Halfway through, I noticed a motorcycle parked right up against the driveway. My heartbeat quickened. Dark wash jeans. Black t-shirt. Square jaw and curly blonde hair. I watched, frozen in agony, as the garage door lifted to reveal the man who had changed my life irreparably. Tim had found us. My head began to throb. I rubbed my wrist, the memory of Tim’s painful grip searing my skin. What am I going to do? I can’t get out of the car. Would he hurt me in broad daylight? In front of the neighbors? I glanced back into the rearview mirror. The glint of the sunlight off his sunglasses caused my throat to tighten. How many times had I looked into his eyes and accepted less than I deserved? Less than our babies deserve? He is their father but I am their mother and it is my job to keep them safe. And I have two choices, flip the car in reverse and back over my daughter’s father, or stay here and risk his manipulation. He promised that if I ever left him, he would hunt me down and do to me what Big Mac did to his last two girlfriends; dump their lifeless bodies on a street corner with a needle in their arm. Despite the fact that they didn’t have any drug habits and their only crime was falling in love with a sociopath. I can’t go back. He’s hurt me for the last time. And I promised. Anything to keep the girls safe. Before I lost my nerve, I put the car into reverse and lifted the parking brake. Forgive me.

Chapter 4

Frank

The Wild Man – He’ll do anything for his gang.

“I need her. Tell me how to do this.” Wes pleaded. His eyes were pleading, frantic. Only my brother could combine storybook romance desperation with determination in a non-creepy way. What was the hurry? She was clearly interested in him; it was written all over her pretty face. Unless she looked at all of her patients like that. But I doubt it.

“Here I am busted and broken and you’re making google eyes at my nurse.” Not that I didn’t understand why. She was gorgeous in an unassuming way. Jen had no idea what a looker she was. And how much we were already smitten with her. Jared was sure to try his luck with my nurse. She was his type. Breathing. All girls were Jared’s type. And Jared was all girl’s worst nightmare, which they endlessly pursued. I learned long ago that life was unfair.

“You know Jared took care of it.” Wes spat out his words in exaggerated disgust.

That was one thing about being a triplet. Imagine that nagging voice inside your head that pulls you in two different directions. Mine were living outside my head as well. Wes looked towards the floor. There was something different about him lately. He sometimes came along for the fights, but I knew his heart wasn’t in it. It never was. After everything we’d been through together

, I could see why. Prioritizing our pack took a lot of energy and dedication. Wes’s true place was to be in the shop taking apart something mechanical or putting it back together. He always loved to fix things. How long can you expect someone to push on unfulfilled? I knew he was frustrated, but he also cared.
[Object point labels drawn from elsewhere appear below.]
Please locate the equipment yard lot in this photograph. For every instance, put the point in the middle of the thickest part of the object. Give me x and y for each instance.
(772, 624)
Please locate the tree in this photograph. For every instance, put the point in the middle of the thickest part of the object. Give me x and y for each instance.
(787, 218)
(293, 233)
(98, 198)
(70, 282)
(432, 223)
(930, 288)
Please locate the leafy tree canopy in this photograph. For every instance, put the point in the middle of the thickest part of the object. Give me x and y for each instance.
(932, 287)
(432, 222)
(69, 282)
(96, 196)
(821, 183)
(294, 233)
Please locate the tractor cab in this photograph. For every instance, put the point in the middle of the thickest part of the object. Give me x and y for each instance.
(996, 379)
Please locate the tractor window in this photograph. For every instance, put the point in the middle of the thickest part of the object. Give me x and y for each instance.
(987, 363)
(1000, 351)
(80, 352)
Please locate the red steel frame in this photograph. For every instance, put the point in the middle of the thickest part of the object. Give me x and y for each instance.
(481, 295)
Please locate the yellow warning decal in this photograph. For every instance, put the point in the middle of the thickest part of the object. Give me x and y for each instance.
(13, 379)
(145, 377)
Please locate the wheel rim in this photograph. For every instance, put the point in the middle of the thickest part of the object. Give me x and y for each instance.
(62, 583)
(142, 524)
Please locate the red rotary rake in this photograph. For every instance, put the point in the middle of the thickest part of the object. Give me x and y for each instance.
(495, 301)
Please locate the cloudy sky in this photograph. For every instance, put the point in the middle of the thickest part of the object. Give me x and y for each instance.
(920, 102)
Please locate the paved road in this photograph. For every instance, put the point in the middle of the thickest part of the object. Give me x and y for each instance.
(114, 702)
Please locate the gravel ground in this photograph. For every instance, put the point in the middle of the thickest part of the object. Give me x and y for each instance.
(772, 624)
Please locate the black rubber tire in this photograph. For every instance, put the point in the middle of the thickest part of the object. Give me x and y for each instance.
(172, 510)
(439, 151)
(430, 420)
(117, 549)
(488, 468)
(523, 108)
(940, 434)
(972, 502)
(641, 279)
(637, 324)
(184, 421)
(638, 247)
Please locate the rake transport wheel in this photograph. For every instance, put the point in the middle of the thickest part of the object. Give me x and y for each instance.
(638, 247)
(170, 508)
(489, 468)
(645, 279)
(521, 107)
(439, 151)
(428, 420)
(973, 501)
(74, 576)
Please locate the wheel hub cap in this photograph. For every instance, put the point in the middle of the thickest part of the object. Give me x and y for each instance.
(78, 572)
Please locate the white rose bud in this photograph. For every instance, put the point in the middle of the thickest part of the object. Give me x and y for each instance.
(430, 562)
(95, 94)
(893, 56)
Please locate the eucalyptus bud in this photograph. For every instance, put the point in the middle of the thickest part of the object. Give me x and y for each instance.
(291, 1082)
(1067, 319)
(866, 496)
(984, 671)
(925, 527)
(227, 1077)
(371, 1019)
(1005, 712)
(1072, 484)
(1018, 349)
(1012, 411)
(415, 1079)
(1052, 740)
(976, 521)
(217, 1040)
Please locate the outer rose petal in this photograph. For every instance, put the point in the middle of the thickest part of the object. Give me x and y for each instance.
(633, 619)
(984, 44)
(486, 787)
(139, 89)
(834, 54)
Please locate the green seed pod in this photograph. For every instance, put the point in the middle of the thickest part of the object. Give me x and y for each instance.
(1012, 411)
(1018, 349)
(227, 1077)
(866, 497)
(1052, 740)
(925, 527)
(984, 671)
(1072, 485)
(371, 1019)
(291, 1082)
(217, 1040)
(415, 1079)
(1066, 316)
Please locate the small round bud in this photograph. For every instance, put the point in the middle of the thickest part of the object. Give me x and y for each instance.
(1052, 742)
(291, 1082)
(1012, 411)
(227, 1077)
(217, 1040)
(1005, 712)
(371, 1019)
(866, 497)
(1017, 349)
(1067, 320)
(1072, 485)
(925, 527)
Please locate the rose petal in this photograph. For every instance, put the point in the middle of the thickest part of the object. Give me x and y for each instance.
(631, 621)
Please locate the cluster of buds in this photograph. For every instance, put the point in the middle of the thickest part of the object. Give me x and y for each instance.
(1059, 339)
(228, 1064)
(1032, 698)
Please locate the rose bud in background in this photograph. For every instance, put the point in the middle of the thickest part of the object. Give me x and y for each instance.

He was too mushy for bashing skulls. I clearly remember getting a few shots to the kidneys last night. Or was that Jared? My memories blurred into one another. I wish I could ask Wes, but he wasn’t there when I got my skull crushed. It wasn’t his fault, but it surely would have been beneficial to have another guy on my side. If Jared was here, he would lecture him about loyalty and duty. But, I’m not Jared. I knew that Wes was outside of his comfort zone on our night’s out. And he never started fights, so it was never his job to finish them. And, if he wasn’t going to bring it up, I was going to pretend that I didn’t remember.

Of course, even though it’s his fault that I’m in here, Jared was nowhere to be found. I’m sure he’s wrapping up a scheme, talking someone out of their money or into something bad for them. Jared always came out on top. He was constantly making messes that Wes and I had to deal with. It was like we didn’t have our own lives. We all lived towards one purpose. Jared’s will. And look where loyalty got me. Again. All the girls in the world couldn’t keep Jared satisfied. No matter how many we kept around, he was always grasping for others.